To be sure, post-Maria Puerto Rico has presented an opportunity to modernize the island’s infrastructure.

But does this mean privatization is inevitable? According to the governor, recovery is not inexpensive. It will cost $125 billion to not only repair but improve existing infrastructure — according to the governor’s plan.

And we have to wonder how contingent these federal funds are on privatizing the island’s infrastructure. The political climate of hurricane recovery begs the question of whether privatized services, or letting private corporations take over critical infrastructure like schools, prisons, and the energy grid, provide the best option for the citizens.

Post-Katrina New Orleans reveals privatization is sold as more efficient than dealing with the bureaucratic red tape of government services. This is what happened to New Orleans’ post-Katrina public school system. It’s almost all charter schools now.

Last spring, Gov. Rosselló signed a first of its kind law allowing charter schools and vouchers.
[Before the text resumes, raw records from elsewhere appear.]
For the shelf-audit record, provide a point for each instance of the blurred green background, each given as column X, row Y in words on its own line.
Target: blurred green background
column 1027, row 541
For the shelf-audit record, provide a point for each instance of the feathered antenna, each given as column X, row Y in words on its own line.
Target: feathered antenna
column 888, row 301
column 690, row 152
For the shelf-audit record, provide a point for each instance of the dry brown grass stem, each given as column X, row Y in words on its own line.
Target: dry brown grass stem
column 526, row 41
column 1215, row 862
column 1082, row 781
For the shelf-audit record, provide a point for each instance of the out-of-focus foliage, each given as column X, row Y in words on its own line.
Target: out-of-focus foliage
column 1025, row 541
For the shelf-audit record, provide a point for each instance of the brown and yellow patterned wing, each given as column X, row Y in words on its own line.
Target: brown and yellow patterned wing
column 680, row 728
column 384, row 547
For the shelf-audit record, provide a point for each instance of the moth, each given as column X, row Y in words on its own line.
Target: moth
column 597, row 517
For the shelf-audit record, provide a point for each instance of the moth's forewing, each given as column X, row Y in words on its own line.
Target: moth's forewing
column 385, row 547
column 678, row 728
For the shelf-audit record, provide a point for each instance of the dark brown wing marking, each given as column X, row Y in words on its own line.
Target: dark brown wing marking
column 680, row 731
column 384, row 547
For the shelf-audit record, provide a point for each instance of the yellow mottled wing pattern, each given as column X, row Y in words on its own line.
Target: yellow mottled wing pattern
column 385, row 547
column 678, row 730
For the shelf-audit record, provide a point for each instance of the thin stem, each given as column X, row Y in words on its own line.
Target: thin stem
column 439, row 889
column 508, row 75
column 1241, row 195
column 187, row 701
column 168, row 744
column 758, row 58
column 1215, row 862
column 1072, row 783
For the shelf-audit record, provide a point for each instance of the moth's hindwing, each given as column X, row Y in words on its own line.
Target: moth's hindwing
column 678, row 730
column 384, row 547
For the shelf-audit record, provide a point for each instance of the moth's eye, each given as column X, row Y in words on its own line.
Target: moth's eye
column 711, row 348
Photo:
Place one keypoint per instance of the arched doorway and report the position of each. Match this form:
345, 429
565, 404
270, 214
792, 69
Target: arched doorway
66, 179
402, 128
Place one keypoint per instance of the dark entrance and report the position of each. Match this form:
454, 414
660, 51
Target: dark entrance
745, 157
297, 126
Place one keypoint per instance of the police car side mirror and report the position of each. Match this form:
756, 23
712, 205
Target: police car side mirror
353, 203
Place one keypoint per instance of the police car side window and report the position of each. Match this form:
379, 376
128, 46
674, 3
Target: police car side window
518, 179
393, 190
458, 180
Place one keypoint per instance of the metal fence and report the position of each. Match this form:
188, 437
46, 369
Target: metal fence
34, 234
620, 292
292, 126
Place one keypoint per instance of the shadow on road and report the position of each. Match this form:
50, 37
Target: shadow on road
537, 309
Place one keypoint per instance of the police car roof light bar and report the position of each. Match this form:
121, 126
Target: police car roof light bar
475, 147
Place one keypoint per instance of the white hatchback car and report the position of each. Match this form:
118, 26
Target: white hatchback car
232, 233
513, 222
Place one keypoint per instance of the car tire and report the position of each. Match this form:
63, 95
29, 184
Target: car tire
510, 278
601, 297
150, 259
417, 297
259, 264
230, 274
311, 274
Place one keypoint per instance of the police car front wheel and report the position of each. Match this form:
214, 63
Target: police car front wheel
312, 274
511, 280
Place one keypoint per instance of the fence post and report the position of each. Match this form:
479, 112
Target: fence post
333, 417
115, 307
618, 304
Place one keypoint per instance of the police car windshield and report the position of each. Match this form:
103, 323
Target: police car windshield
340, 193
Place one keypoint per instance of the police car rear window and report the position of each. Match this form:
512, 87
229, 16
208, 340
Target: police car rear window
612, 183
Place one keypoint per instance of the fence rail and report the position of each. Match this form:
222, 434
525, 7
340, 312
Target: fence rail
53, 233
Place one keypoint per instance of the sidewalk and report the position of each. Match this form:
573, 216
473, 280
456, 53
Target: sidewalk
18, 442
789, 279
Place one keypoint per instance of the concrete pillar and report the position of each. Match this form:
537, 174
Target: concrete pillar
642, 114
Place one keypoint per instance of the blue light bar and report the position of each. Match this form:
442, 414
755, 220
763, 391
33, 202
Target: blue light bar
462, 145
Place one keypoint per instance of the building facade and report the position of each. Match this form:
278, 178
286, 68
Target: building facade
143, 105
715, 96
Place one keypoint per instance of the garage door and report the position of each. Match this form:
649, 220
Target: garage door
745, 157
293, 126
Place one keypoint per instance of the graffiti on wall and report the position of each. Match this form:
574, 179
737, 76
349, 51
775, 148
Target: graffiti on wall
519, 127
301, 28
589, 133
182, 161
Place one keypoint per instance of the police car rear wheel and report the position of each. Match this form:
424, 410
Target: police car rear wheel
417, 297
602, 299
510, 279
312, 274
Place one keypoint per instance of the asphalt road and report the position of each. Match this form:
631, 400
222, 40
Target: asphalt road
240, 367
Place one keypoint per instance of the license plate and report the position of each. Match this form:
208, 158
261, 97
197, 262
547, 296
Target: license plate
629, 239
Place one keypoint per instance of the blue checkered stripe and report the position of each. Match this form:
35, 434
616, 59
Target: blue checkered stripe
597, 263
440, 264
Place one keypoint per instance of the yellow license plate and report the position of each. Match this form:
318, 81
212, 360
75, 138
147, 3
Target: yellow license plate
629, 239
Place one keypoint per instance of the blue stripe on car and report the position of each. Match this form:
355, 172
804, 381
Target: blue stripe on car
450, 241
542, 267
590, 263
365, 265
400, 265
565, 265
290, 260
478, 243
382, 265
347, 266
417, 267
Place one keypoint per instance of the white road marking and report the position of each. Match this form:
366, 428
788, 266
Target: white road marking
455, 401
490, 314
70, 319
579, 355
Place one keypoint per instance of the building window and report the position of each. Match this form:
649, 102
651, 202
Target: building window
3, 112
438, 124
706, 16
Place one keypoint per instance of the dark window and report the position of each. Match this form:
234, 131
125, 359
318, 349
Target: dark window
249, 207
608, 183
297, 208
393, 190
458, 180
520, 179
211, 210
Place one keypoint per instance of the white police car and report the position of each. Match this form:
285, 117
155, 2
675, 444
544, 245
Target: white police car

This was immediately protested by teachers’ unions and their allies.

Meanwhile, hundreds of thousands of students and their families leave the island for better educational opportunities — especially in Florida.

Before Maria, 90 percent of the island’s public schools were low-income. Between 2006 and 2016, 700,000 students left the island, and Puerto Rico closed 200 schools.

After Maria, closed schools struggled to meet inspection goals, introducing an urgent crisis that made privatization look like a viable solution. Now, Puerto Rico plans to shut down around 265 more schools as its education secretary defends privatization’s flexibility and money saving measures. The debate will continue as the new school year begins.

Like the schools, prison conditions are terrible, and privatization rumors circulate in the criminal justice sector as well. Puerto Rican officials have recently signed a contract to transfer one-third, or 3,200, of its prisoners to a privately run Arizona facility.

While the relocation program is voluntary, some are calling this plan "human trafficking" — claiming that inmates’ civil rights are violated. These critics suggest that prisoner rehabilitation is more difficult when people are far away from loved ones. We must also consider that poor prison conditions may compel prisoners to opt for this drastic transfer solution.

All the prisons reportedly weigh in against the idea of relocation, so it's unclear if this plan has the integrity to move forward.

Finally, we must address Puerto Rico’s post-Maria privatization agenda for the energy grid. Initially, many options were explored — including a public/private hybrid model that looked promising to those fearing total privatization.

But, as it goes when disaster capitalism lurks in vulnerable quarters, a more thoroughly privatized energy grid now appears to be favored.

In late June, it was announced that a bondholder settlement has been reached that would restructure the Puerto Rico energy utility’s (PREPA) $9 billion debt and reduce its debt payments by 30 percent.

This settlement is still under discussion, but the move signals that privatization is the plan. New utility CEO José Ortiz explains that the goal is none other than to "sell its generation assets and contract out the management of its transmission and distribution." Ortiz’s timeline here is two years.

Two years may seem like nothing for a Wall Street salivating over Puerto Rico’s potential infrastructure assets, but it can drag along for all the islanders living in compromised conditions.

And if everyone packs up and leaves, there will be no one left to use the schools and electric grid — regardless of who owns or runs them.